Let denote $\mathbf{x} = \{x_1,x_2,...,x_N \}$ with $x_i \in \Bbb R$ for $i=1,...,N$ and $f(\mathbf{x},n)$ be the $n$-th symmetric sum of the set $\mathbf{x}$
$$ f(\mathbf{x},n) = \sum_{\sigma_1,...,\sigma_n} \left(\prod_{i=1}^n x_{\sigma_i}\right) $$ with $\sigma_1,...\sigma_n \in \{1,2,...,N \}$ and $\sigma_i \ne \sigma_j$ for $i\ne j$
(the definition of the $n$-th symmetric sum can also be found here)
Let define $g(\mathbf{x},a)$ be the sum of symmetric sum $$ g(\mathbf{x},a)= \sum_{n=0}^N a^{\mathbb{mod}(n,2)} f(\mathbf{x},n) $$ with $a \in \Bbb R$ and $\mathbb{mod}(n,2) = \begin{cases} 1 \quad \text{ if } n \text{ odd} \\ 0 \quad \text{ if } n \text{ even} \end{cases}$
Example 1: N = 2: $$ g(\mathbf{x},a)= 1 - a(x_1 +x_2) + (x_1 x_2) $$
Example 2: N = 3: $$ g(\mathbf{x},a)= 1 - a(x_1 +x_2+x_3) + (x_1 x_2+x_2 x_3+x_3 x_1) - a x_1 x_2 x_3 $$
The complexity of $g(\mathbf{x},a)$ is $\mathcal{O}(2^n)$ with a naive algorithm.
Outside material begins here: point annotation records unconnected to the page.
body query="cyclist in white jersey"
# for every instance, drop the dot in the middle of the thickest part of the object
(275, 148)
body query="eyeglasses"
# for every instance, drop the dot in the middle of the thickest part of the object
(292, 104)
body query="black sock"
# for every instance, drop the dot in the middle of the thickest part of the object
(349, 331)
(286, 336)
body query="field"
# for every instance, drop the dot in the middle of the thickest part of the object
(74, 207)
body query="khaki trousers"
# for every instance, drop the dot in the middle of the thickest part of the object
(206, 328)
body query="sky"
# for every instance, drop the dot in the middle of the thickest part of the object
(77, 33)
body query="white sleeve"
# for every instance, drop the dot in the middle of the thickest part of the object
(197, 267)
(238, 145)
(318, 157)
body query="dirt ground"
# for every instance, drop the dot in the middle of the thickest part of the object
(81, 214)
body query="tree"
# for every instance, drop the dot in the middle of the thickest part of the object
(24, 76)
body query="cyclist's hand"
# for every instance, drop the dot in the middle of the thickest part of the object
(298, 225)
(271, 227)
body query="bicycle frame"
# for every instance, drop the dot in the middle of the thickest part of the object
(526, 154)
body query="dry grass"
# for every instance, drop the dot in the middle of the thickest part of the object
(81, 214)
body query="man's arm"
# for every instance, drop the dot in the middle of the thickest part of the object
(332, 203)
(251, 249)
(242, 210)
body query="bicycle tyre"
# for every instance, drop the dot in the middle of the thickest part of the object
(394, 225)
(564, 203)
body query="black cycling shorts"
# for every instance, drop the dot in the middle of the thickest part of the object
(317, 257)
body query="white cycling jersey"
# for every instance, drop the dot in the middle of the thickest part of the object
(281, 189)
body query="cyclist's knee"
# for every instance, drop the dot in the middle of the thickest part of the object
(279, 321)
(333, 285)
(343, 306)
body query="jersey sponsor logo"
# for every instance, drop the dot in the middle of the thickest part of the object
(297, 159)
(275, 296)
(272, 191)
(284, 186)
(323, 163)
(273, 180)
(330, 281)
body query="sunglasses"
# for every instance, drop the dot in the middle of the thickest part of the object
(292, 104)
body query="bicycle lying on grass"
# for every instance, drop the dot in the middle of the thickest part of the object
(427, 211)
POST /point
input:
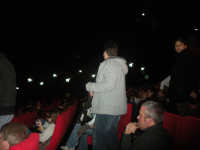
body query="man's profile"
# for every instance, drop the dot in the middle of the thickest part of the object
(154, 136)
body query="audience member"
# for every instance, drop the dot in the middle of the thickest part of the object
(184, 79)
(11, 134)
(154, 136)
(109, 100)
(84, 125)
(48, 131)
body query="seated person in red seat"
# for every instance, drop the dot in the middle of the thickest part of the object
(11, 134)
(153, 136)
(48, 131)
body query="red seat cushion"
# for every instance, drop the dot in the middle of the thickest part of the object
(32, 143)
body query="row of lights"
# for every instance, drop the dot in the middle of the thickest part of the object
(80, 71)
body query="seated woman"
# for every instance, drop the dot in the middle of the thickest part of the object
(48, 131)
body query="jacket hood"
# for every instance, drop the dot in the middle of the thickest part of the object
(121, 61)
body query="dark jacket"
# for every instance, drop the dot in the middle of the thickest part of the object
(184, 77)
(7, 86)
(152, 138)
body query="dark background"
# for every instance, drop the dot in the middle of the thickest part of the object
(45, 37)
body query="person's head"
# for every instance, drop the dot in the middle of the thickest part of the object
(180, 45)
(110, 48)
(150, 92)
(60, 111)
(150, 114)
(51, 116)
(161, 94)
(144, 93)
(11, 134)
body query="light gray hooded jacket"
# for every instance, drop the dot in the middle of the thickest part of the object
(109, 89)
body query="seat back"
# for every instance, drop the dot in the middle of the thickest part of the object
(173, 123)
(62, 123)
(124, 120)
(190, 134)
(16, 119)
(32, 143)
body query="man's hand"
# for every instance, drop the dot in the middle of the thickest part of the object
(193, 95)
(131, 128)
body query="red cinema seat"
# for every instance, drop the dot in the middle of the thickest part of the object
(190, 134)
(32, 143)
(173, 123)
(124, 120)
(62, 123)
(16, 119)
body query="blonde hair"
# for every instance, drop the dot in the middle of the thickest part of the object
(14, 133)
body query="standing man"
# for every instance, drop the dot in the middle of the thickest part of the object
(7, 90)
(184, 79)
(109, 100)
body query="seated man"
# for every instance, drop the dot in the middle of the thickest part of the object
(11, 134)
(154, 136)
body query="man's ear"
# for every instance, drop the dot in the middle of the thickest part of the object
(6, 145)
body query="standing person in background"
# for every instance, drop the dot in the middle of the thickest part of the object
(7, 90)
(184, 77)
(109, 99)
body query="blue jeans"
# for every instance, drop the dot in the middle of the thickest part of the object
(83, 145)
(73, 138)
(105, 132)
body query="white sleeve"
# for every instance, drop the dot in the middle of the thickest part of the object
(165, 82)
(47, 133)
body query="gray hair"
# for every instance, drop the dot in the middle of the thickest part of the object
(154, 110)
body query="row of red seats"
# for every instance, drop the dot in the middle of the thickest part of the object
(29, 118)
(185, 131)
(62, 123)
(124, 120)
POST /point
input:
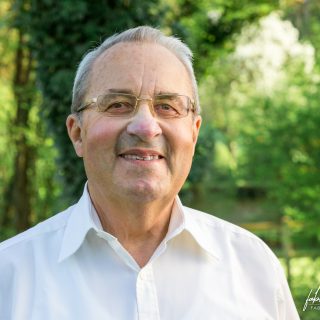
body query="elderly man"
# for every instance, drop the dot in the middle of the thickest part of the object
(129, 249)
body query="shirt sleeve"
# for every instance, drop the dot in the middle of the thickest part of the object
(286, 306)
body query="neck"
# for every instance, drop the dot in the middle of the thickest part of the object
(139, 227)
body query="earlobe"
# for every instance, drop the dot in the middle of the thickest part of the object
(74, 131)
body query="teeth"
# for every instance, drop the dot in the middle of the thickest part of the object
(136, 157)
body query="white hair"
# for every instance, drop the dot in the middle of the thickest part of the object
(143, 34)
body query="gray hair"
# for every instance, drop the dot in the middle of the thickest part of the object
(138, 34)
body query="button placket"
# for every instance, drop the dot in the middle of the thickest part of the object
(147, 300)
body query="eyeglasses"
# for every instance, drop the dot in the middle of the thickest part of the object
(125, 105)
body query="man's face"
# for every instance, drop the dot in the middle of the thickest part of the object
(109, 145)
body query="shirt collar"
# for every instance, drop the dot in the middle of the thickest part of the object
(83, 217)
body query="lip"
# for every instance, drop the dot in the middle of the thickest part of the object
(142, 153)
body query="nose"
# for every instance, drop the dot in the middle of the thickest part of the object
(143, 124)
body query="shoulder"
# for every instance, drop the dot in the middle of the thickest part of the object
(43, 230)
(229, 239)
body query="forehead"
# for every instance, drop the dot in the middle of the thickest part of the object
(144, 68)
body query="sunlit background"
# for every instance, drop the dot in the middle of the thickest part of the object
(258, 156)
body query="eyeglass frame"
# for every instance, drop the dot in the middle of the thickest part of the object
(141, 98)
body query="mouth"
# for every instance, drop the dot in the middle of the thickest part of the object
(141, 155)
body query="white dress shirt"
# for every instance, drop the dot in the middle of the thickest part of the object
(68, 268)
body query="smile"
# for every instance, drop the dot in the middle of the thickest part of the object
(139, 157)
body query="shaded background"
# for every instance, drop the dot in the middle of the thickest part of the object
(258, 155)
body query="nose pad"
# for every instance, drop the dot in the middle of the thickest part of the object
(144, 124)
(145, 100)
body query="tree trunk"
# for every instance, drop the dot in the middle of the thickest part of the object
(17, 208)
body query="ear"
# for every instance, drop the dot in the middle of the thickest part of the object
(195, 130)
(74, 131)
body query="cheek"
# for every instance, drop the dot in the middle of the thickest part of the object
(100, 139)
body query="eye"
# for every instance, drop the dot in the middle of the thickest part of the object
(116, 104)
(119, 107)
(166, 108)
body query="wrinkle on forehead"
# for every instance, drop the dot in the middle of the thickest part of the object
(145, 63)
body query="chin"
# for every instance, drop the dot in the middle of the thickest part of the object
(144, 191)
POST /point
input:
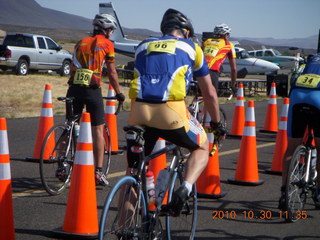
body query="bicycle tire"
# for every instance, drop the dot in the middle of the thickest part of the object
(184, 226)
(107, 150)
(296, 194)
(134, 226)
(56, 159)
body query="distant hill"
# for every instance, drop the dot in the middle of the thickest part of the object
(29, 16)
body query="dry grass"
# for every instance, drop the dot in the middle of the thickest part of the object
(21, 96)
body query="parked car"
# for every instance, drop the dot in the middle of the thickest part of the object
(23, 52)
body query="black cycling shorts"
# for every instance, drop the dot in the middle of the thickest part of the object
(91, 98)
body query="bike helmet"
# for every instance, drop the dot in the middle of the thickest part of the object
(104, 21)
(173, 19)
(221, 29)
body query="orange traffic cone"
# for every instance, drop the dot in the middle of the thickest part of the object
(111, 119)
(238, 115)
(81, 218)
(208, 183)
(45, 123)
(281, 140)
(271, 120)
(6, 209)
(247, 167)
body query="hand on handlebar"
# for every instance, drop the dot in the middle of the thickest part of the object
(218, 130)
(120, 97)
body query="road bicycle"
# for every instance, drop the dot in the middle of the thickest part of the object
(196, 109)
(59, 147)
(118, 221)
(301, 176)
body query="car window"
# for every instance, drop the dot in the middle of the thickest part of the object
(42, 44)
(51, 44)
(259, 54)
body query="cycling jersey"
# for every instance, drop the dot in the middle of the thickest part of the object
(164, 68)
(216, 51)
(310, 77)
(305, 90)
(88, 59)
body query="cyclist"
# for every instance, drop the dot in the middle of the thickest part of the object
(164, 68)
(216, 50)
(305, 89)
(90, 55)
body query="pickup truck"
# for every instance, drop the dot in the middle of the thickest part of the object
(23, 52)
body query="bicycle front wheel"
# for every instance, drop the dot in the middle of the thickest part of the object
(184, 226)
(296, 192)
(124, 216)
(56, 159)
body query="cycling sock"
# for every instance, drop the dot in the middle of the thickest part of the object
(188, 186)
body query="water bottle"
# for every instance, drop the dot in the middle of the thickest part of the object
(76, 129)
(313, 163)
(161, 186)
(150, 190)
(313, 158)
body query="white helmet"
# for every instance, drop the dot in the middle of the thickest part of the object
(104, 21)
(221, 29)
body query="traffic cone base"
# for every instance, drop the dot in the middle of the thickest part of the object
(208, 183)
(247, 166)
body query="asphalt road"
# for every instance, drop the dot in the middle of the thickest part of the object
(37, 215)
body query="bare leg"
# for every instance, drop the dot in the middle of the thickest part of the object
(98, 145)
(292, 145)
(196, 163)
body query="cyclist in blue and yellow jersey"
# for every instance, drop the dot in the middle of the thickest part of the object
(163, 70)
(216, 50)
(90, 55)
(305, 90)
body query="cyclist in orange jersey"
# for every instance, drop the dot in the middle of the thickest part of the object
(216, 50)
(90, 55)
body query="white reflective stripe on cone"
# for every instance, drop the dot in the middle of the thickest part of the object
(5, 171)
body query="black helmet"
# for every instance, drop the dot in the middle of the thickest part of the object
(173, 19)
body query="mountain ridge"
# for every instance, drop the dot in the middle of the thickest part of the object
(31, 15)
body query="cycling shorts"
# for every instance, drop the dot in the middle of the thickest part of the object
(215, 78)
(91, 98)
(297, 122)
(170, 121)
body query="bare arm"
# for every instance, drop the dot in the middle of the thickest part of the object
(210, 97)
(113, 76)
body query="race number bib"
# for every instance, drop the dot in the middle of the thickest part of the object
(162, 46)
(210, 51)
(308, 80)
(83, 77)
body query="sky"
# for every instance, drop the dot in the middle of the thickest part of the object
(279, 19)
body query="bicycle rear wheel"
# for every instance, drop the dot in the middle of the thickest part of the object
(56, 159)
(184, 226)
(107, 150)
(296, 192)
(120, 222)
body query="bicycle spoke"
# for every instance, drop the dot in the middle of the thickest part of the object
(56, 160)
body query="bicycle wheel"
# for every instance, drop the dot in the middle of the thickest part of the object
(107, 150)
(118, 222)
(184, 226)
(56, 159)
(296, 193)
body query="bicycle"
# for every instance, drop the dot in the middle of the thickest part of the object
(196, 109)
(301, 177)
(138, 222)
(59, 147)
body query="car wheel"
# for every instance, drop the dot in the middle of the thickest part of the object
(22, 67)
(65, 68)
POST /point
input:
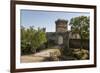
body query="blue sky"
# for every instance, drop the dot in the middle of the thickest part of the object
(45, 19)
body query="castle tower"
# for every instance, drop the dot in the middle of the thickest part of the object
(61, 25)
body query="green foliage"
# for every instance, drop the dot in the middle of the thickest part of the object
(80, 25)
(31, 39)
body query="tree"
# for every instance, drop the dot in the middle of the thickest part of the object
(80, 25)
(31, 39)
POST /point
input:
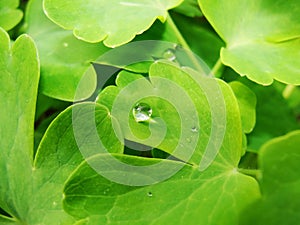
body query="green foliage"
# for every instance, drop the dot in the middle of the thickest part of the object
(10, 16)
(63, 57)
(261, 37)
(95, 23)
(156, 134)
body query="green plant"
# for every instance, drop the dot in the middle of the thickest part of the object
(155, 135)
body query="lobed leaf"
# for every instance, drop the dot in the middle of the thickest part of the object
(280, 182)
(18, 91)
(261, 37)
(65, 60)
(115, 22)
(10, 16)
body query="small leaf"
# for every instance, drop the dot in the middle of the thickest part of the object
(247, 103)
(65, 60)
(261, 37)
(116, 22)
(18, 91)
(189, 8)
(280, 182)
(10, 16)
(206, 105)
(274, 117)
(74, 133)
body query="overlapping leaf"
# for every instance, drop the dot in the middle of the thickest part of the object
(189, 8)
(262, 37)
(207, 197)
(10, 16)
(188, 91)
(115, 22)
(65, 60)
(279, 161)
(18, 91)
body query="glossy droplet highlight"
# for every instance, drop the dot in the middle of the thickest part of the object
(142, 112)
(169, 54)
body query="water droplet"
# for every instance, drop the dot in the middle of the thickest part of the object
(169, 54)
(194, 129)
(142, 112)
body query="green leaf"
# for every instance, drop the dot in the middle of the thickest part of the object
(18, 91)
(261, 37)
(65, 60)
(247, 103)
(195, 100)
(189, 196)
(202, 41)
(7, 221)
(58, 155)
(10, 16)
(274, 117)
(116, 22)
(280, 182)
(189, 8)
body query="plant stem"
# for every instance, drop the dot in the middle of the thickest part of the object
(251, 172)
(217, 68)
(287, 92)
(184, 44)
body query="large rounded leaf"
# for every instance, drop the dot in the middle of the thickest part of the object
(116, 21)
(280, 183)
(262, 37)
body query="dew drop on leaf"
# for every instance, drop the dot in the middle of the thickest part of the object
(169, 54)
(142, 112)
(194, 129)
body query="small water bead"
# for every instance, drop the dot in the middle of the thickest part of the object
(169, 54)
(142, 112)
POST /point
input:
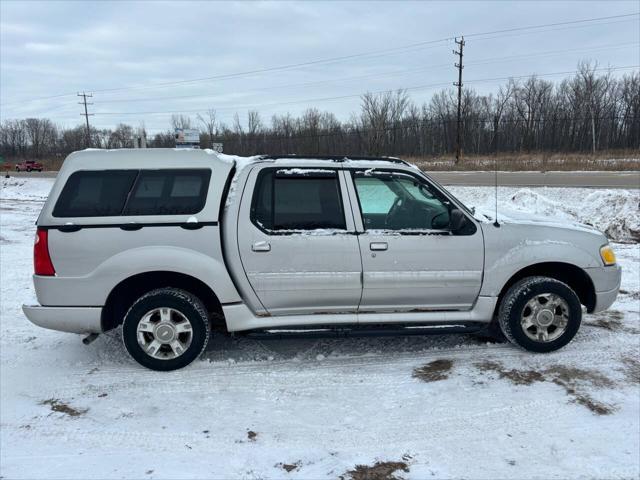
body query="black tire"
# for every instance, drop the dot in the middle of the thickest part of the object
(181, 301)
(513, 305)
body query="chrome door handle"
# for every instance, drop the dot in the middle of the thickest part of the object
(261, 247)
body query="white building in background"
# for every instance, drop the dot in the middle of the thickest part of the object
(187, 138)
(140, 138)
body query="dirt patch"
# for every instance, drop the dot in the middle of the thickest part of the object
(433, 371)
(289, 467)
(62, 407)
(519, 377)
(378, 471)
(631, 369)
(610, 320)
(634, 295)
(571, 379)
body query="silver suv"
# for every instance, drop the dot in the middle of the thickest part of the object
(171, 244)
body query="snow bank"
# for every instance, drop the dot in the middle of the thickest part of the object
(615, 212)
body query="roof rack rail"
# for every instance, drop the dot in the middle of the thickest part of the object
(334, 158)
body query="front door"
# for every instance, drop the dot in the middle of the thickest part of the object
(300, 251)
(410, 258)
Indeed, the sum $g(\mathbf{x},a)$ has exactly $2^N$ terms and we sum up the terms sequentially
$$ g(\mathbf{x},a)= \sum_{n=1}^N\left( a^{\mathbb{mod}(N,2)} \sum_{\sigma_1,...,\sigma_n} \left(\prod_{i=1}^n x_{\sigma_i}\right)\right) $$
My question: does there exist a better algorithm for computing $g(\mathbf{x},a)$ which is less complex than $\mathcal{O}(2^N)$?
My attempt: There exists special cases where $a=\pm 1$ that can factorize the sum $g(\mathbf{x},a)$ as follows $$ g(\mathbf{x},a)= \prod_{n=1}^N(x_i+a) $$ and then the sum can be computed in $\mathcal{O}(N)$. I try to find a mathematical method like this for $a \ne \pm 1$ without success. In fact, all difficulties lie on the modulo function $\mathbb{mod}(n,2)$.